Simulated Mandarin-speaking patient callers were provided with the next steps to access cancer care in 27.5% (n=119) of calls, were told “no” or hung up on in 41.4% (n=179) of calls, were disconnected inadvertently or because the automated message required input but did not provide instructions in Mandarin in 12.7% (n=55) of calls, encountered barriers at the level of interpreter services in 15.3% (n=66) of calls, were told that the requested information could not be provided in 0.9% (n=4) of calls, and were on hold for >30 minutes in 2.1% (n=9) of calls.

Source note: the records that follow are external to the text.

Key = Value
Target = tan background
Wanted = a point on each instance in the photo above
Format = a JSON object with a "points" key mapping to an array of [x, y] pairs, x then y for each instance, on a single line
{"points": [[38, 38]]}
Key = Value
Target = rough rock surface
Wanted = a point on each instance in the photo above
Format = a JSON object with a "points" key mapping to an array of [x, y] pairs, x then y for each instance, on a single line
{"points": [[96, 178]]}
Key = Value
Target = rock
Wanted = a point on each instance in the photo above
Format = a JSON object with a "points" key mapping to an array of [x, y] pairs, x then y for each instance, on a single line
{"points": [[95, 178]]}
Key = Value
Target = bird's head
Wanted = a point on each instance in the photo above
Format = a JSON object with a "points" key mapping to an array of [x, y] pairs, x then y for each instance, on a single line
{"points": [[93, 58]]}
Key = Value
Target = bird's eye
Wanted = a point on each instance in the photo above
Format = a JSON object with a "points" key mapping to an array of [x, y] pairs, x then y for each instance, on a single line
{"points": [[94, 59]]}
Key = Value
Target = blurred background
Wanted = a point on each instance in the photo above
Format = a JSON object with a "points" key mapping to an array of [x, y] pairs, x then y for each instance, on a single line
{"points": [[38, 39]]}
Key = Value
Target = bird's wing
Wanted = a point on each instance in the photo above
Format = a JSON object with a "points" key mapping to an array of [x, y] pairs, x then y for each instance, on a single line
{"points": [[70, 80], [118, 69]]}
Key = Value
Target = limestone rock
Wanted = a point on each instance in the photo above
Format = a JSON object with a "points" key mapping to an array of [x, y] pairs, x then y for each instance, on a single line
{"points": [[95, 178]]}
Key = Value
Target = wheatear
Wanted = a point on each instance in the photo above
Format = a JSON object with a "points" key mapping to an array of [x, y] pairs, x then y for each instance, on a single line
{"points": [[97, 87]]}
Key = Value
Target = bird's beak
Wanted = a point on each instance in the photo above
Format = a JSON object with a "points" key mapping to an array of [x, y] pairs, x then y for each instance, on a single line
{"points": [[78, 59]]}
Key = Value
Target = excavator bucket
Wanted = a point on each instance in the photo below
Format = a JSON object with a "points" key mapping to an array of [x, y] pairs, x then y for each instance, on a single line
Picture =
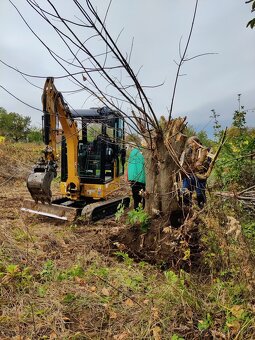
{"points": [[39, 181]]}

Factors Associated With the Next Steps to Access Cancer Care Provided

Table 1 displays the provision of the next steps to access cancer care based on language spoken, region type, hospital teaching status, and cancer care requested. Univariate chi-square analyses showed that the simulated patient caller was less likely to be provided with the next steps to access cancer care if they were non–English-speaking (P<.001) and if they were contacting a nonteaching hospital (P<.001). Sensitivity analysis excluding calls that ended prior to the simulated patient caller obtaining language-concordant information (new total analytic cohort of 778 calls) similarly found that simulated patient callers were less likely to be provided with the next steps to access cancer care if they were non–English-speaking (Spanish, 76.2% and Mandarin, 90.2% vs English, 93.5%; P<.001) and if they were contacting a nonteaching hospital (nonteaching, 85.3% vs teaching, 92.0%; P=.01) (supplemental eTable 1, available with this article at JNCCN.org).

Table 1.

Provision of Next Steps to Access Cancer Care

Table 1.

Multivariable logistic regression found significant associations of the primary outcome (simulated patient callers provided the next steps to access cancer care) with language type and hospital teaching status (Table 2). Simulated non–English-speaking patient callers had lower odds of being provided with the next steps to access cancer care (Spanish: OR, 0.04 [95% CI, 0.02–0.06]; Mandarin: OR, 0.02 [95% CI, 0.01–0.04]) compared with English-speaking patient callers. Calls to nonteaching hospitals also had lower odds of providing simulated patient callers with the next steps to access cancer care (OR, 0.43 [95% CI, 0.32–0.56]). Sensitivity analysis excluding calls that ended prior to the simulated patient caller obtaining language-concordant information yielded similar results, with simulated Spanish-speaking patient callers and calls to nonteaching hospitals having lower odds of being provided with the next steps to access cancer care (OR, 0.21 [95% CI, 0.12–0.34] vs English-speaking callers; and OR, 0.41 [95% CI, 0.25–0.67] vs calls to teaching hospitals). However, speaking Mandarin was no longer found to be associated with lower odds of being provided with the next steps to access cancer care (OR, 0.58 [95% CI, 0.29–1.20]) (supplemental eTable 2).

Table 2.

Factors Associated With Simulated Patient Callers Being Provided With Next Steps to Access Cancer Care

Table 2.

Stratified analysis showed significant associations between language type and the outcome within each stratum of region type (Table 3). Notably, the impact of language on outcome was most pronounced in the low LEP regions (Spanish: OR, 0.008 [95% CI, 0.002–0.02]; Mandarin: OR, 0.008 [95% CI, 0.002–0.02] vs English). The effect of language was similar within hospital teaching status strata.

Table 3.

Relationship Between Simulated Patient Callers’ Language Type With Next Steps to Access Cancer Care

Table 3.

Discussion

Our study provides actionable insights into existing linguistic disparities in cancer care access due to systems-level barriers present prior to evaluation by a physician. In our study, simulated Mandarin-speaking and Spanish-speaking patient callers were provided with the next steps to access cancer care in only 27.5% and 37.7% of the calls, respectively, significantly less than the 93.5% of calls in which English-speaking patient callers were provided with the next steps to access cancer care (P<.001). For the 686 calls in which the next steps to access cancer care were provided, the mean duration of the telephone call was greater for the simulated non–English-speaking patient callers.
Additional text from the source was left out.